Edoardo annuii convinto, scendendo con la mano sul mio collo e mozzandomi il respiro a causa di quel contatto delicato ma sensuale.

"Io... io..." balbettai in difficoltà, sentendo le guance andare a fuoco e le parole incastrarsi in gola.

"Ripenso sempre al nostro bacio" sussurrò il ragazzo, avvicinandosi pericolosamente al mio viso e spostando la sua attenzione sulla mia bocca.

Oh accidenti, com'ero finita in questa situazione?!

Le labbra di Edoardo erano sempre più vicine alle mie, mentre io sentivo il corpo come congelato e infuocato al tempo stesso, ma incapace di muoversi in ogni caso.

Fortunatamente da qualche parte nella mia testa, qualcosa si riattivò giusto in tempo per fermare il ragazzo dicendo: "Aspetta"

Edoardo si allontanò confuso e mi fissò negli occhi, cercando una qualche spiegazione a quella negazione che probabilmente non riceveva spesso.

"Perché?" domandai poi con un filo di voce, abbassando lo sguardo sulle mie mani per nascondere l'imbarazzo.

"Perché cosa?" ripetè sempre più confuso lui, passandosi una mano tra i capelli come se servisse per schiarirsi le idee.

"Perché proprio io?" specificai ancora incredula, trovando però il coraggio di tornare a posare i miei occhi su di lui.
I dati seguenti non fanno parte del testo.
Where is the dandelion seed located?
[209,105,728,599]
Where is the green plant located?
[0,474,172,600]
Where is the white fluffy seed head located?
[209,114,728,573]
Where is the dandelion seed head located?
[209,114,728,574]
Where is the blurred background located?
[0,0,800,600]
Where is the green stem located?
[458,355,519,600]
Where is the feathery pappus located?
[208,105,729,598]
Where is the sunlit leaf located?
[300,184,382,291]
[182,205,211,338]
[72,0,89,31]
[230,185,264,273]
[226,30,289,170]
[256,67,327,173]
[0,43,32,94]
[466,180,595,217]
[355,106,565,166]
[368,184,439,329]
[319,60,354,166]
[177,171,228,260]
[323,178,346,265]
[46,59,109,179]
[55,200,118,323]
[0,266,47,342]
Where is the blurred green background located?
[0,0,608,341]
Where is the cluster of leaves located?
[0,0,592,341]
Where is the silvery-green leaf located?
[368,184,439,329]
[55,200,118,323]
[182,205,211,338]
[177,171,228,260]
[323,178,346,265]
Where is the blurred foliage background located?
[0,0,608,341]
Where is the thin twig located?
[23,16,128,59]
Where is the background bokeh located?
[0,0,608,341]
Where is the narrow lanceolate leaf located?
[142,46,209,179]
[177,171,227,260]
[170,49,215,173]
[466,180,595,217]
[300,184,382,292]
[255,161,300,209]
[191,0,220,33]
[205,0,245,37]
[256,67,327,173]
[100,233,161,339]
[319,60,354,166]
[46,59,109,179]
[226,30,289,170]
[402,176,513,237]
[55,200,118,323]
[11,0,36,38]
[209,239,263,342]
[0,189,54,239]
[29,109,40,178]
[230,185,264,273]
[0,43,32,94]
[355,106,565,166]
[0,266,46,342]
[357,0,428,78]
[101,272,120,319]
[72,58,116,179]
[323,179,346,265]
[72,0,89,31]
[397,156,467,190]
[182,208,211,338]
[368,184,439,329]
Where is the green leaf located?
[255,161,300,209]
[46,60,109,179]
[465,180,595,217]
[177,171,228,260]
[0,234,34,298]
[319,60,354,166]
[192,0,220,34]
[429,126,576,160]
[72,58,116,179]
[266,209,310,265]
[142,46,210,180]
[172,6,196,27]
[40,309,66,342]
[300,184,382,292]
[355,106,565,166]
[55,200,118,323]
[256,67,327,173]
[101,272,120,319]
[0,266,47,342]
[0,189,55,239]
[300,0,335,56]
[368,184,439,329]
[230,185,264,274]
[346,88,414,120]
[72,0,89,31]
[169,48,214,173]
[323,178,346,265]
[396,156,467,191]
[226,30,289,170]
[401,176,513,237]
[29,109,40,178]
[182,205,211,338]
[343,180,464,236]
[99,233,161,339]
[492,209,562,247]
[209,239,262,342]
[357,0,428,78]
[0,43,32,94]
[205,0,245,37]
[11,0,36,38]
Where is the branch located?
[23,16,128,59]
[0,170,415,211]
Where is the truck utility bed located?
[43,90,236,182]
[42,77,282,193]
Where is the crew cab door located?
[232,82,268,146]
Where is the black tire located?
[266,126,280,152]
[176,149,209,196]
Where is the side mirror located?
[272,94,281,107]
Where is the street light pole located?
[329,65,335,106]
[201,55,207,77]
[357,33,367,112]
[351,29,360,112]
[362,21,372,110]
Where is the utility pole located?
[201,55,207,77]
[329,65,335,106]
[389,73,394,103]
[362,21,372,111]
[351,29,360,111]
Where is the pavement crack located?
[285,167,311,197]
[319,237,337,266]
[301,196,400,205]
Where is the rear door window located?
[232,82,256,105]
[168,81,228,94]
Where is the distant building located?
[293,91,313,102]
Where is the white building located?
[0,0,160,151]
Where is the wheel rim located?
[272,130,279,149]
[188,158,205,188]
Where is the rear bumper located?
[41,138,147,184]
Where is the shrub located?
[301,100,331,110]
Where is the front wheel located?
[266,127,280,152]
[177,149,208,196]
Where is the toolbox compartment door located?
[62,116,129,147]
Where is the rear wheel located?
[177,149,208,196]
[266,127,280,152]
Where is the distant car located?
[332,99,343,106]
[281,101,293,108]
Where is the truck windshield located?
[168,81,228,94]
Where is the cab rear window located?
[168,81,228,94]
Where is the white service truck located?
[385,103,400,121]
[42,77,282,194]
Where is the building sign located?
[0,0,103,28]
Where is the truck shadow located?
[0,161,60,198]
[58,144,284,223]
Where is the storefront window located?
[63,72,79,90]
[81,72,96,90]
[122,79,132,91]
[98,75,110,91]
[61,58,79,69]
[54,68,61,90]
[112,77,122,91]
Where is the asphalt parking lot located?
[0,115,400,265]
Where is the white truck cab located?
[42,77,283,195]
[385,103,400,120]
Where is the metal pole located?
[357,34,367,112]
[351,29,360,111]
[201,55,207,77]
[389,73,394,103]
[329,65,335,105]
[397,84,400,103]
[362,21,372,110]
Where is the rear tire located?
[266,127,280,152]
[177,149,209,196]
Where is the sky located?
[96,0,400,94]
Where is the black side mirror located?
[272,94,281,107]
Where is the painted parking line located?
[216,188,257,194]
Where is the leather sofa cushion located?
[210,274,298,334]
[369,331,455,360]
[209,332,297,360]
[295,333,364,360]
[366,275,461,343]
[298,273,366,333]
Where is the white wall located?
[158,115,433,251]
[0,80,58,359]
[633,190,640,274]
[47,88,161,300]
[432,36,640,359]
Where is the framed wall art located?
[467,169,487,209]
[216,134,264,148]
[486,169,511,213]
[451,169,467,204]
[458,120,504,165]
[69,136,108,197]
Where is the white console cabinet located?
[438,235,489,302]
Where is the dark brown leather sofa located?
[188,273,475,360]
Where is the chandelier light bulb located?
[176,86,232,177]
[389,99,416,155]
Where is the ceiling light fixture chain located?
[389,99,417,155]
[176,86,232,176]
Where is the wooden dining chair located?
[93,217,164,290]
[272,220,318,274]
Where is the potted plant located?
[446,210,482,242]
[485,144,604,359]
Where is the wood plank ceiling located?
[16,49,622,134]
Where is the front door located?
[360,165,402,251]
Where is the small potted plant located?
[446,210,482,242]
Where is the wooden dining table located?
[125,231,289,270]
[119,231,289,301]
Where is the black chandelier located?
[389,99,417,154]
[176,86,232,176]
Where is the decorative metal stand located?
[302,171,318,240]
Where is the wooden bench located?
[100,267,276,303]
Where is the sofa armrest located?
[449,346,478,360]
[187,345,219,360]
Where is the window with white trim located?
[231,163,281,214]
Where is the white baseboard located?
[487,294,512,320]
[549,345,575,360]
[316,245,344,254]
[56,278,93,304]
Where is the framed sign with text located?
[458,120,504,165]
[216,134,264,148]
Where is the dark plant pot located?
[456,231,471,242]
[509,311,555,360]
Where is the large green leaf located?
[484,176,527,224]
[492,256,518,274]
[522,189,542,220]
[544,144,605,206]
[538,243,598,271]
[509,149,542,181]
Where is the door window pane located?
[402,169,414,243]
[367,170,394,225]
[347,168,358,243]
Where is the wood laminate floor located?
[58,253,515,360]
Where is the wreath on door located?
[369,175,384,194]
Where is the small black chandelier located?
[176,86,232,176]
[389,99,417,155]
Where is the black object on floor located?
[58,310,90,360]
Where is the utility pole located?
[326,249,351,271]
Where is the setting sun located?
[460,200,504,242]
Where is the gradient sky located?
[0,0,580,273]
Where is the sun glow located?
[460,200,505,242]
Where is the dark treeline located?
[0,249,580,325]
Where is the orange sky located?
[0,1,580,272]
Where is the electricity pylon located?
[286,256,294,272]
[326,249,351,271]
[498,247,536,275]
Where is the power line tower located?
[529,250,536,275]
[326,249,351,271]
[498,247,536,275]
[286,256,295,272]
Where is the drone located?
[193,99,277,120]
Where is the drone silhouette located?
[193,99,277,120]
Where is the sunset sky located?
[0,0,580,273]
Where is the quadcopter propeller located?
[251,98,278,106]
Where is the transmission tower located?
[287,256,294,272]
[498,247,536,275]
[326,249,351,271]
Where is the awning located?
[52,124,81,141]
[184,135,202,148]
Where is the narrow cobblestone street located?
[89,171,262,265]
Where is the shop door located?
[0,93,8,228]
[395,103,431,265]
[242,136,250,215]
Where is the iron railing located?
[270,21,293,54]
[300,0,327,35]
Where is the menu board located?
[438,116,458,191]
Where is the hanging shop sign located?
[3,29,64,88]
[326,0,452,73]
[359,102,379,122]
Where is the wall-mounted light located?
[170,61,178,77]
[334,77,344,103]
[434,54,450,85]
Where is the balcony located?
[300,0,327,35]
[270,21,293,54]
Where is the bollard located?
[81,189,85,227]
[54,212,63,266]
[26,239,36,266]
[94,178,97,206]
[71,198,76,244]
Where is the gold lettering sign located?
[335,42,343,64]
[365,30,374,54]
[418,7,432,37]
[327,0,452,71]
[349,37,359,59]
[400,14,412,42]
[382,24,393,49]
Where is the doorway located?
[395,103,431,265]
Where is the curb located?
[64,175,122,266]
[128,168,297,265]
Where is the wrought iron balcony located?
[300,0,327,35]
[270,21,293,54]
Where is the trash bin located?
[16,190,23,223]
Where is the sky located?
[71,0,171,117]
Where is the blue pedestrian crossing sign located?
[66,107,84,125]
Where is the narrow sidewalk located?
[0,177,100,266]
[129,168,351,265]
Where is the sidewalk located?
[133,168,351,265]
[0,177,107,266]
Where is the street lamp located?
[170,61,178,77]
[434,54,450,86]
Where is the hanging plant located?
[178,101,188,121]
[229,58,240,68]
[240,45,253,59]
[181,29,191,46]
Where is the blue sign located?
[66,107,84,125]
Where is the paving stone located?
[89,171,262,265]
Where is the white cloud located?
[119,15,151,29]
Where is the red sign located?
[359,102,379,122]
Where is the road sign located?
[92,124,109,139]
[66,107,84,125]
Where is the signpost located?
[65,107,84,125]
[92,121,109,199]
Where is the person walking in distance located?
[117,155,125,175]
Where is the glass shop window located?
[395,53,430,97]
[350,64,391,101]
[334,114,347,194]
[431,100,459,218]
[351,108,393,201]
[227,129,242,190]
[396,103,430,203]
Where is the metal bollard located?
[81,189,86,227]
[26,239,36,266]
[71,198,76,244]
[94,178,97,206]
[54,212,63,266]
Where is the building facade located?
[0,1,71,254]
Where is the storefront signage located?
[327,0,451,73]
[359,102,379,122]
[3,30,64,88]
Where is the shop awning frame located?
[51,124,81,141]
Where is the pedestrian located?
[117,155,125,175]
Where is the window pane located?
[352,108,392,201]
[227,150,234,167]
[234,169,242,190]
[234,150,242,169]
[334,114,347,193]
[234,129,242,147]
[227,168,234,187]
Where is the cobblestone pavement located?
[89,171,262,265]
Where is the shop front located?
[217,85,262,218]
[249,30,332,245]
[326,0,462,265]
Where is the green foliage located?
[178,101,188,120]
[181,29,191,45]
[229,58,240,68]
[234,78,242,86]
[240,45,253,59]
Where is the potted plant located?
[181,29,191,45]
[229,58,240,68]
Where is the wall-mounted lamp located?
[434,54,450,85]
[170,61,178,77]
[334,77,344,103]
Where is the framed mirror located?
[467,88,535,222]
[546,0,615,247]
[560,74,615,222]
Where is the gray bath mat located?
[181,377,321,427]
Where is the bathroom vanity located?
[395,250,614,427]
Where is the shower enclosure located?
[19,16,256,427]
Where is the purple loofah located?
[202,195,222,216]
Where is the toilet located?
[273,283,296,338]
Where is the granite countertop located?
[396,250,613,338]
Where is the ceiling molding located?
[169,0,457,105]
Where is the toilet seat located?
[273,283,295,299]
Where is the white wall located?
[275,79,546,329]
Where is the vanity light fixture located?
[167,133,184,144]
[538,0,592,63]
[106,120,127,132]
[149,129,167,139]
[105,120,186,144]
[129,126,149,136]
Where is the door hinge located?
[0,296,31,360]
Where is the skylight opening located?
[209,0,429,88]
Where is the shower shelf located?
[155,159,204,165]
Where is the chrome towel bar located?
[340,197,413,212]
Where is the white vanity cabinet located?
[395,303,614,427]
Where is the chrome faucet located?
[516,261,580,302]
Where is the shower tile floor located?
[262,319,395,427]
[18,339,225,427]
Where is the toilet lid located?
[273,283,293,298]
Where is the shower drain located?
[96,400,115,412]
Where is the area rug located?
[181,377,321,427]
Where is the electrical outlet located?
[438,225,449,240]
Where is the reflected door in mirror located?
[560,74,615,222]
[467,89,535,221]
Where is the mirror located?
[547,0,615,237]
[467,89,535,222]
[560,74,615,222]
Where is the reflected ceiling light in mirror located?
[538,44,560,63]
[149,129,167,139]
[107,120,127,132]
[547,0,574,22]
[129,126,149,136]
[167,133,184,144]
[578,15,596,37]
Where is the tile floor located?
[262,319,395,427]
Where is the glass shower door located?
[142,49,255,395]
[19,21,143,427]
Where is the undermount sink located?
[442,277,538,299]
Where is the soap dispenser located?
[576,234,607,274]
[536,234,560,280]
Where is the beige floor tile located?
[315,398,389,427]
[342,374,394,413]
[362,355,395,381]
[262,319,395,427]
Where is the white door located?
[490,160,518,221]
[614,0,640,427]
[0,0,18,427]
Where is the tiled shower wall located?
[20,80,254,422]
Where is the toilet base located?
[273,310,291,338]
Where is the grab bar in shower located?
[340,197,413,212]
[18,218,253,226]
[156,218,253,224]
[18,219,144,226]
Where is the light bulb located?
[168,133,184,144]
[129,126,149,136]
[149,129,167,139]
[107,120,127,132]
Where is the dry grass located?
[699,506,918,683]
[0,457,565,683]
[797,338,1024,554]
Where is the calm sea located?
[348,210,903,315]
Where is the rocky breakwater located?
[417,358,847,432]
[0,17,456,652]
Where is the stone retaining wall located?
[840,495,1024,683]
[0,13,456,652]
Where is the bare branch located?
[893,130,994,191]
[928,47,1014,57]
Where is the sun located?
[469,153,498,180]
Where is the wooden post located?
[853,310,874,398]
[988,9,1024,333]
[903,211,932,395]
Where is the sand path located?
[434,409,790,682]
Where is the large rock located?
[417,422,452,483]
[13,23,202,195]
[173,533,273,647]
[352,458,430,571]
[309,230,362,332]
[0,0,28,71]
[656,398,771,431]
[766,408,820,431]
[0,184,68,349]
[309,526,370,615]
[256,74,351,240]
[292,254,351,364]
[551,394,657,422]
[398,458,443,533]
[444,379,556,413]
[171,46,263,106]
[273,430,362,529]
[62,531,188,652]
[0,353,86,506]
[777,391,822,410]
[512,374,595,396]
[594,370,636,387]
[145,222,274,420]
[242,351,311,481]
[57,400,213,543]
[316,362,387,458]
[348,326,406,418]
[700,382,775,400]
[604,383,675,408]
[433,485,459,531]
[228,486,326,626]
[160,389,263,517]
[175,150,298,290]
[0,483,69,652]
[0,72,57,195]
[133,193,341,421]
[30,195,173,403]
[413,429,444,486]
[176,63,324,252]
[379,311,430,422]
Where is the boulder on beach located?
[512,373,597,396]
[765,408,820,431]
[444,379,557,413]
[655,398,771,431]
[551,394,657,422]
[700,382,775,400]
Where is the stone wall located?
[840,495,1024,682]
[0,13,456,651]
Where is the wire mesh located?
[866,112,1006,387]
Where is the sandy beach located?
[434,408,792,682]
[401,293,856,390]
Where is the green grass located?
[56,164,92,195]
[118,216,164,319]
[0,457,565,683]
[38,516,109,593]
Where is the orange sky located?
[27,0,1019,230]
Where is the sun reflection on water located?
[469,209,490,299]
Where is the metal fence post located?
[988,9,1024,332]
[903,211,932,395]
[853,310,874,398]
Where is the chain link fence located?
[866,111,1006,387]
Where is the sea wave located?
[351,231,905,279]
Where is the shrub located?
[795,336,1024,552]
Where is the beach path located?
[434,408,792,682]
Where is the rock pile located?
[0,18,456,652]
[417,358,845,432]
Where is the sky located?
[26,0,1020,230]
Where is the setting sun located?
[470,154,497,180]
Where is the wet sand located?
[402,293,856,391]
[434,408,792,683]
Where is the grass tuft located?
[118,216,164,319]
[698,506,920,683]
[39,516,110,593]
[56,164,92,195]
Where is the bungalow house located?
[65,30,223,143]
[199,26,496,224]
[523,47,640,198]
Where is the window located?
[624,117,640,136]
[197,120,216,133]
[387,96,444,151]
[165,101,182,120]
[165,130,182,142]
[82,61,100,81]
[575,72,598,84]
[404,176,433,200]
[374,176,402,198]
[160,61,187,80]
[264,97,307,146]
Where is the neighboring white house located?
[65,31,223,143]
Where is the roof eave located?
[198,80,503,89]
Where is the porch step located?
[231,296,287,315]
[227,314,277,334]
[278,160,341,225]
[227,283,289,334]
Edoardo corrugò le sopracciglia e si prese qualche secondo di riflessione prima di rispondere: "Perché sei Liv"

È?

"Non c'è un motivo, non so spiegarti cos'è successo, ma qualcosa è successo e ora penso sempre a te" ricominciò Edoardo, mostrandomi questa volta un sorriso sincero.

Era tutto vero, Edoardo si era dichiarato! Dentro di me provavo sentimenti contrastanti: stupore, paura, gioia, panico.

"Edo io..." mi impappinai ancora una volta, non sapendo nemmeno cosa volevo davvero dire.

"Alt" esclamò lui mettendo una mano davanti sé per intimarmi di stare zitta "Ho capito"

Almeno uno dei due aveva capito qualcosa... questo in qualche modo mi rincuorava.

"Adesso sai cosa provo e questo mi basta. Ti lascerò un po' di tempo per pensarci" concluse il ragazzo, posando la mano sulla mia testa con delicatezza.

Lo fissai con un misto di preoccupazione e sollievo, ma non potevo fare a meno di domandarmi come accidenti sarei riuscita a districarmi tra tutti questi sentimenti provati, ricevuti, forse non richiesti ma sicuramente difficili da dimenticare.

Com'era possibile che la ragazza che era caduta in mezzo al corridoio la prima settimana di scuola avesse ricevuto dichiarazioni d'amore dai due studenti più popolari?

Non ero in grado di elaborare una spiegazione né di trovare un senso logico, ma una cosa la sapevo, mettere ordine nel mio cuore non era mai stato così complicato.